Wie würden Sie Menschen trösten, die heute Angst vor einem Krieg haben? "Ich glaube, man muss so sprechen wie Geistliche vor Jahrhunderten einmal am Grabe der Menschen gesprochen haben. Nicht: Sei nicht verzagt! Sondern: Ich habe auch Angst. Ich habe die Angst mit dir zusammen. Und in diesem Augenblick kann ich nichts anderes tun, als mit dir diese Angst auszuhalten, hoffend, dass wir sie in nicht allzu ferner Zeit überwinden. Weiter käme ich nicht."

Fürchten wir uns hier in Deutschland nicht zu sehr? "Angst ist auch ein Erkenntnismittel. Solange Ödipus Angst hat, ist er gefeit. Erst wenn er der Hybris verfällt, ist er dem göttlichen Verderben ausgesetzt. Ich wünschte, viele Mächtige dieser Welt stellten mehr Fragen und hätten weniger rasche Antworten parat und hätten mehr Angst als inhumane Selbstgewissheit."

Wie sieht das bei Bundeskanzler Schröder aus? "Schröder hat zumindest bei der Frage von Krieg oder Frieden das einzig Vernünftige getan und wird dafür von Millionen von Menschen in aller Welt hoch geachtet."

Saddam Hussein? "Über Saddam Hussein brauchen wir wenig zu sagen. Wir wissen, wie er gemordet hat. Ein großes, diplomatisches, gemeinsames Vorgehen ist das einzig Vernünftige, um mit ihm fertig zu werden."

Präsident Bush? "Bush ­ das ist der Ayatollah. Ein Mann, der auf ,christlicher' Basis einen heiligen Krieg zu führen sucht. Der die Realität hier auf Erden vollkommen mit einer von Gott gegebenen Mission identifiziert. Bush ist eigentlich für mich die provozierendste Gestalt, einer, der das Jesuanische und das dem Entgegenstehende, das Rüd-Militaristische, miteinander gleichsetzt. Angeblich betet er ja jeden Morgen und fragt: Was tut Jesus? Da sollte man vielleicht mal sagen: Jesus tötet keine Kinder."

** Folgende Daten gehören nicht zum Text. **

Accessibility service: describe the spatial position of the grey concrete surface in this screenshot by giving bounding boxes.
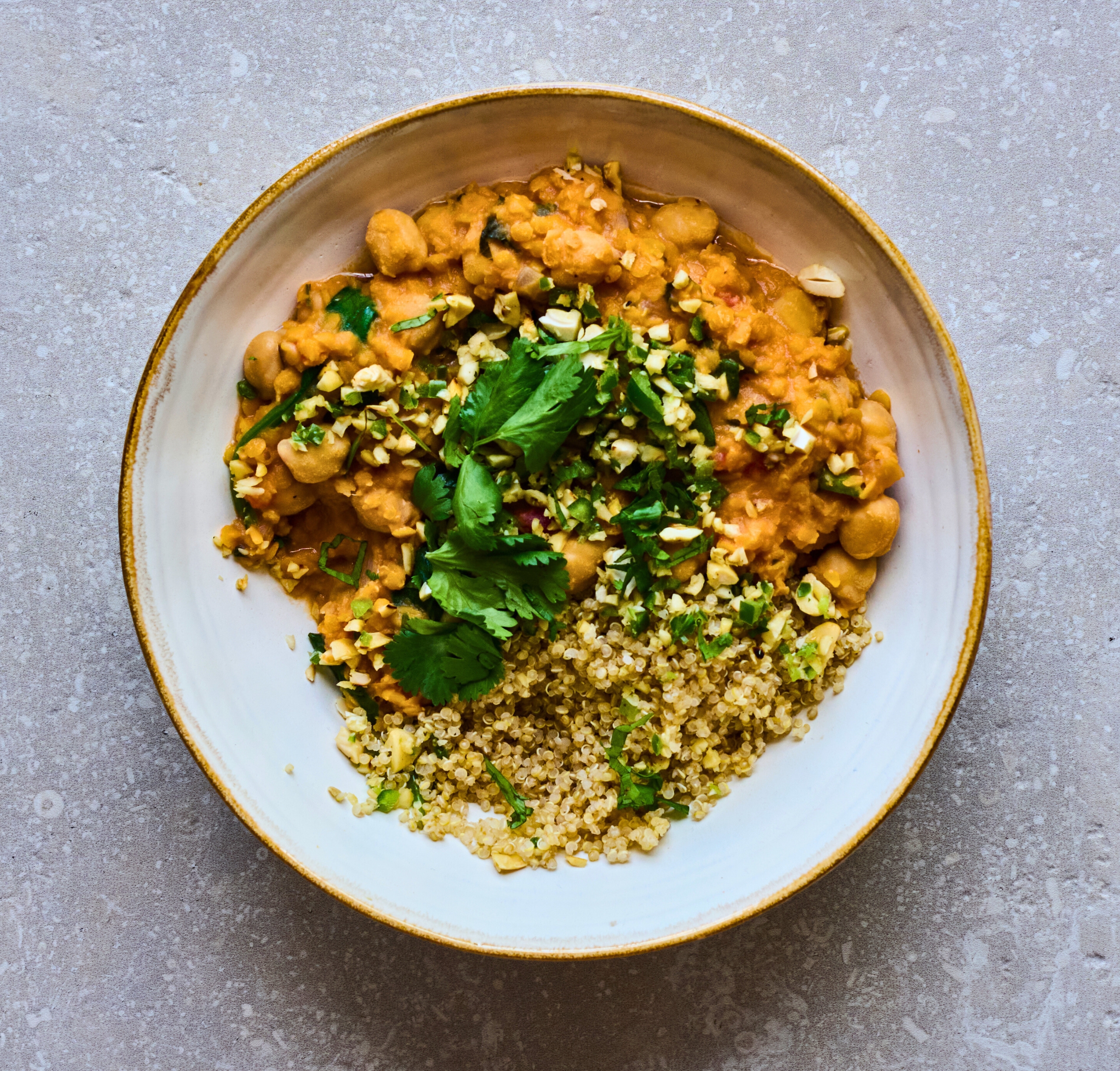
[0,0,1120,1071]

Der Gastgeber hat sich in Rage geredet. Fast meint der Besucher darauf hinweisen zu müssen, dass Bush im Gegensatz zu Saddam Hussein noch kein Nervengas gegen Zivilisten eingesetzt hat.

Jetzt protestieren ja viele Friedensaktivisten gegen Präsident Bush und die amerikanische Politik. Warum protestieren so wenige gegen Saddam Hussein? "Es wurde gegen ihn nachdrücklich protestiert. Ich halte das auch für eine Selbstverständlichkeit. Trotzdem, der Mann, der Tausende von Unschuldigen auf dem Gewissen hat, hätte möglicherweise schärfer attackiert werden müssen. Am besten schon zu der Zeit, als Saddam Hussein und die Seinen noch die lieben Kinder der Amerikaner gewesen sind."

Gibt es so etwas wie einen latenten Antiamerikanismus in der deutschen Friedensbewegung? "Es ist ärgerlich, dass ich mich, wenn ich scharf gegen die inhumanen Praktiken der texanischen Oilconnection protestiere, des Vorwurfs erwehren muss, ich sei Antiamerikaner. Das ist eine der kuriosesten Behauptungen. Diese Behauptung wehre ich am liebsten mit einigen Sätzen des berühmten einstigen US-Senators William Fulbright ab. Es gibt nämlich zwei Amerikas. Einen Augenblick!"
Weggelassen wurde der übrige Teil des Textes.